Porosity and density of the AND-1B sediment core

A study of density and porosity is presented for the 1285-m-long AND-1B core recovered from a flexural moat in the McMurdo Sound (Antarctica) in order to interpret sediment consolidation in an ice-proximal location on the Antarctic shelf. Various lithologies imply environmental changes from open marine to subglacial, and are numerically expressed in high-resolution whole-core wet-bulk density (WBD). Grain density data interpolated from discrete samples range from 2.14 to 3.85 g/cm3 and are used to calculate porosity from WBD in order to avoid the 5%-15% overestimation and underestimation of porosities obtained by standard methods. The trend of porosity extends from 0.5 near the top (Pleistocene) to 0.2 at the bottom (Miocene). Porosity fluctuations in different lithologies are superimposed with 0.2-0.3 in sequences younger than ca. 1 Ma and 0.5-0.8 in Pliocene diatomites. The AND-1B porosities and void ratios of Pliocene diatomites and Pleistocene mudstones exhibit a large negative offset compared to modern lithological analogs and their consolidation trends. This offset cannot be explained in terms of the effective stress at the AND-1B site. The effective stress ranges from 0 to 4000 kPa in the upper 600 m, and reaches 13,000 kPa at the base of the AND-1B hole.
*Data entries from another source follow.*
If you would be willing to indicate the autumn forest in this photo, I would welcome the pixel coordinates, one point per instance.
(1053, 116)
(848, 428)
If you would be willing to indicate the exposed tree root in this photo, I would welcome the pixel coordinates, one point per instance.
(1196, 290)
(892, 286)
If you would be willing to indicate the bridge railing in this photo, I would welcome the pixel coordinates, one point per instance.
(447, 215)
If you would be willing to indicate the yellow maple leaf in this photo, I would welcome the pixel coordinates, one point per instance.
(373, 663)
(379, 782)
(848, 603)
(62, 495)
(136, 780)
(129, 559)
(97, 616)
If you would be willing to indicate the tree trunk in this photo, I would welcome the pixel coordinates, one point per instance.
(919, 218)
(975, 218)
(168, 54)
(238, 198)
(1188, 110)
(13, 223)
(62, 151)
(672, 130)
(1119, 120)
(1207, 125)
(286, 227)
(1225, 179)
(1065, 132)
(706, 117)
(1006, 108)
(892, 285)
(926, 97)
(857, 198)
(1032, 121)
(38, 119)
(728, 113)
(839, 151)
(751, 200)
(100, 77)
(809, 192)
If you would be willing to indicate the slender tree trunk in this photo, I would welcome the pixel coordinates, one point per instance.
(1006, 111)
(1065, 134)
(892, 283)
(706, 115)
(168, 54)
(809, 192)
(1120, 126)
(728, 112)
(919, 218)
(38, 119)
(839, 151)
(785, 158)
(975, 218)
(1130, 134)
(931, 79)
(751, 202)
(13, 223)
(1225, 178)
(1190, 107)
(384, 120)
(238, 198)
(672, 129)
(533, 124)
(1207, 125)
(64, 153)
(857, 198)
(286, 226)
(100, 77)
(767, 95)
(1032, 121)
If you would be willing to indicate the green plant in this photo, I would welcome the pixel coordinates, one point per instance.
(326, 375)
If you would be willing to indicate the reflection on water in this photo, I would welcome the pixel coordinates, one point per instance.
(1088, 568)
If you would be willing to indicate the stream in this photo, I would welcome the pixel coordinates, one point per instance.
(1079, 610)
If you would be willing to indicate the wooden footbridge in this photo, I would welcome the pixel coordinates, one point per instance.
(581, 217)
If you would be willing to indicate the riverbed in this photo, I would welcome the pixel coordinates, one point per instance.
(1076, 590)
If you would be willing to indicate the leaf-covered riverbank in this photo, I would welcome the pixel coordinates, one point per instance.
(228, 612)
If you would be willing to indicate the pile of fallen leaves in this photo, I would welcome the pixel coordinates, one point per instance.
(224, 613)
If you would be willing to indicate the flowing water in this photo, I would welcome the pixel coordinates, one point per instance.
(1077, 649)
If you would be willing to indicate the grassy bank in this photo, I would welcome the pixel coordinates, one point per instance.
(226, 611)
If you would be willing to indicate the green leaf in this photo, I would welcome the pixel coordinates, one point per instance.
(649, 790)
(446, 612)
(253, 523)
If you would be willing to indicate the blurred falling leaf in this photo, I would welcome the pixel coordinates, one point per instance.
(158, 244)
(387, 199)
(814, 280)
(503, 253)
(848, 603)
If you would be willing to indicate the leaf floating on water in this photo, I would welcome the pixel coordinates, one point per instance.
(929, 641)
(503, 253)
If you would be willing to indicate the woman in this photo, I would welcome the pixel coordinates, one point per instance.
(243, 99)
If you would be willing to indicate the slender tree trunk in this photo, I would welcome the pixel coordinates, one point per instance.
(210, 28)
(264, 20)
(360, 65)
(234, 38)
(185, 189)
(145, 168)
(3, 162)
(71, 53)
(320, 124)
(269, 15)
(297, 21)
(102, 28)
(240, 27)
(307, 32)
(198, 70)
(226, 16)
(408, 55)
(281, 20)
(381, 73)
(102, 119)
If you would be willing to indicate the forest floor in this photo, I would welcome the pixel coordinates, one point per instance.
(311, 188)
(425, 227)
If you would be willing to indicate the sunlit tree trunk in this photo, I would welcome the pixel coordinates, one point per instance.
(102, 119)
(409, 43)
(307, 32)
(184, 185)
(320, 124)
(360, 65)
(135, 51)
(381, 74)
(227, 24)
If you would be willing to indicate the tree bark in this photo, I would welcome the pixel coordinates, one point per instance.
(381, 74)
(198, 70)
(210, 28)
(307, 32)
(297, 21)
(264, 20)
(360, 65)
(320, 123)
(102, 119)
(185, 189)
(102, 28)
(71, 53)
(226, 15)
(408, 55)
We suggest an excess of effective overburden stress of ~1700 and ~6000 kPa to explain porosities in Pliocene diatomites and Pleistocene mudstones, respectively. This is interpreted as glacial preconsolidation by subsequently grounded ice sheets under subpolar to polar, followed by colder polar types of glaciations. Information on Miocene consolidation is sparse due to alteration by diagenesis.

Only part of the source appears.